Ok, so that's the get and put app level functions working. Let's try a bunch of gets.
beomagi@BeoBalthazar ~/gits/beomagi/BasicRestApp (main) 2021-01-29 13:35:16
└─ $ ∙ time (for a in {1..1000}; do (curl -s 127.0.0.1:8000 -X POST --data '{"cmd":["get","b"]}' ) & done |sort | uniq ; wait )
If A Technological Feat Is Possible, Man Will Do It. Almost As If It is Wired Into The Core Of Our Being.
real 0m2.403s
user 0m4.234s
sys 0m20.688s
beomagi@BeoBalthazar ~/gits/beomagi/BasicRestApp (main) 2021-01-29 13:35:16
└─ $ ∙
The time it took is the real value. It took 2.4 seconds to pull this data a thousand times. If you want to pull a lot of data faster, this basic server can be expanded to use multi-put/multi-get
This isn't great though. We're severely limiting the test by relying on bash to loop though and spawn requests. Bash is slow for this :)
So let's try apache bench.
Start by putting the request in a file.
beomagi@BeoBalthazar ~/gits/beomagi/BasicRestApp (main) 2021-01-29 13:35:16
└─ $ ∙ cat postthis.txt
'{"cmd":["get","b"]}'
Now lets run apache bench to stress this.

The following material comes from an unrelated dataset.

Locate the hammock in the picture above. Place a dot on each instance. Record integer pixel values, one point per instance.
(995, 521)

beomagi@BeoBalthazar ~/gits/beomagi/BasicRestApp (main) 2021-01-29 13:35:16
└─ $ ∙ ab -n 10000 -c 128 -p ./postthis.txt -T application/json http://127.0.0.1:8000/
This is ApacheBench, Version 2.3 <$Revision: 1807734 $>
Copyright 1996 Adam Twiss, Zeus Technology Ltd, http://www.zeustech.net/
Licensed to The Apache Software Foundation, http://www.apache.org/
Benchmarking 127.0.0.1 (be patient)
Completed 1000 requests
Completed 2000 requests
Completed 3000 requests
Completed 4000 requests
Completed 5000 requests
Completed 6000 requests
Completed 7000 requests
Completed 8000 requests
Completed 9000 requests
Completed 10000 requests
Finished 10000 requests
Server Software: BaseHTTP/0.6
Server Hostname: 127.0.0.1
Server Port: 8000
Document Path: /
Document Length: 57 bytes
Concurrency Level: 128
Time taken for tests: 3.378 seconds
Complete requests: 10000
Failed requests: 0
Total transferred: 1730000 bytes
Total body sent: 1570000
HTML transferred: 570000 bytes
Requests per second: 2960.29 [#/sec] (mean)

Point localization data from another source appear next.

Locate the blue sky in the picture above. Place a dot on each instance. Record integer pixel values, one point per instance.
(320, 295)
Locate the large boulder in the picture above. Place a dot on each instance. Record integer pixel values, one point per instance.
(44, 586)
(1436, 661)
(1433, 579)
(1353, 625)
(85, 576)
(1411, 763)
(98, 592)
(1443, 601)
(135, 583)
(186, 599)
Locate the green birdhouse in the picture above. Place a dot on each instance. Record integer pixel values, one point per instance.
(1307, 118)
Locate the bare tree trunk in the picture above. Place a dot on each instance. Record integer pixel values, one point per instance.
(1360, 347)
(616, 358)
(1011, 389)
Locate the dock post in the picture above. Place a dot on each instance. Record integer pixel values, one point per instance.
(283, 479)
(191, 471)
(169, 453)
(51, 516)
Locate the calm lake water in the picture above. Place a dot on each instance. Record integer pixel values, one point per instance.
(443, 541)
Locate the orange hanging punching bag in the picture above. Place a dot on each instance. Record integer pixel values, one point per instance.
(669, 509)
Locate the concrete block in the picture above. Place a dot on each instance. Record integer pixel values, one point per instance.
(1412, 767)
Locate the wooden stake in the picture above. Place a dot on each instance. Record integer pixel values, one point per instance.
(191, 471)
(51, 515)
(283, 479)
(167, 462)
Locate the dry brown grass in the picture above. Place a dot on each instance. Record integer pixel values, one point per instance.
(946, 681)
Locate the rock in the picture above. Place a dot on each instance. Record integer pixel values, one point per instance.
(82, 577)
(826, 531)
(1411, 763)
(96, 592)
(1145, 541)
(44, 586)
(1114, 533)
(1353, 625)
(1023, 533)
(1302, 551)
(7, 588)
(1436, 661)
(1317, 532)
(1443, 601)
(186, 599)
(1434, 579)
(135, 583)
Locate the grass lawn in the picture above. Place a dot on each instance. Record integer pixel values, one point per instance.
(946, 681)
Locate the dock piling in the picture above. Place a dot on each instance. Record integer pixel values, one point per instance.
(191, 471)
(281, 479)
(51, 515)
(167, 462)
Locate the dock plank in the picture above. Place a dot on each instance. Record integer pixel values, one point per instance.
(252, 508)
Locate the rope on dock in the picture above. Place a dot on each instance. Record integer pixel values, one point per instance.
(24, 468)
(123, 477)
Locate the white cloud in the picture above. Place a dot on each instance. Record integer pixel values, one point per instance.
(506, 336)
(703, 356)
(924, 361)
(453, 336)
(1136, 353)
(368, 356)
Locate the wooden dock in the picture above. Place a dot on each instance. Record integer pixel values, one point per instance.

Time per request: 43.239 [ms] (mean)
Time per request: 0.338 [ms] (mean, across all concurrent requests)
Transfer rate: 500.13 [Kbytes/sec] received
453.87 kb/s sent
954.00 kb/s total
Connection Times (ms)
min mean[+/-sd] median max
Connect: 0 2 5.1 0 47
Processing: 5 40 10.6 41 85
Waiting: 5 38 9.8 40 67
Total: 12 43 9.5 41 100
Percentage of the requests served within a certain time (ms)
50% 41
66% 44
75% 47
80% 48
90% 55
95% 61
98% 68
99% 73
100% 100 (longest request)
_____________________________________________________________
Using apachebench (ab) loading the queue to the max 128 concurrent requests, we handle 10k requests in 3.378 seconds.

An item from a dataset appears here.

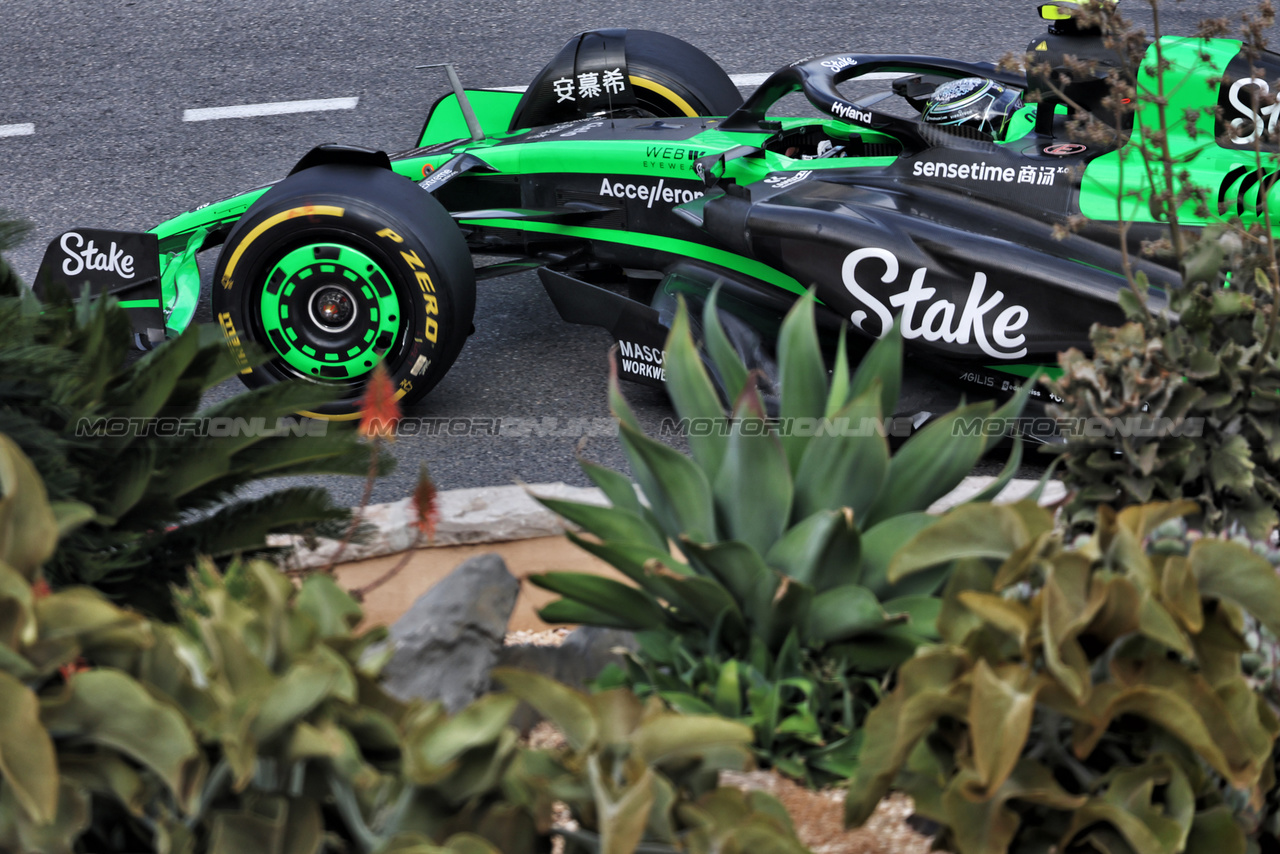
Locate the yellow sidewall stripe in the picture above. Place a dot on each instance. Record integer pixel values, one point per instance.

I've used this in another system where getting outside software was quite restrictive. It was quicker to write something like the above to act as a cache for a monitoring system. The system would store various database counts and system checks for a monitoring system. Prior to that the monitoring system was making the DB queries directly and wow did our DB hate that!!. Granted it was far more fleshed out - there was get/put single value and multiple value commands. The default page would show all stored data, and the age of the data. There was a timing thread for stats on how heavy the system was being hit. While that system (cachewho) was written and made for that company, I do plan to rewrite in python3 (instead of 2).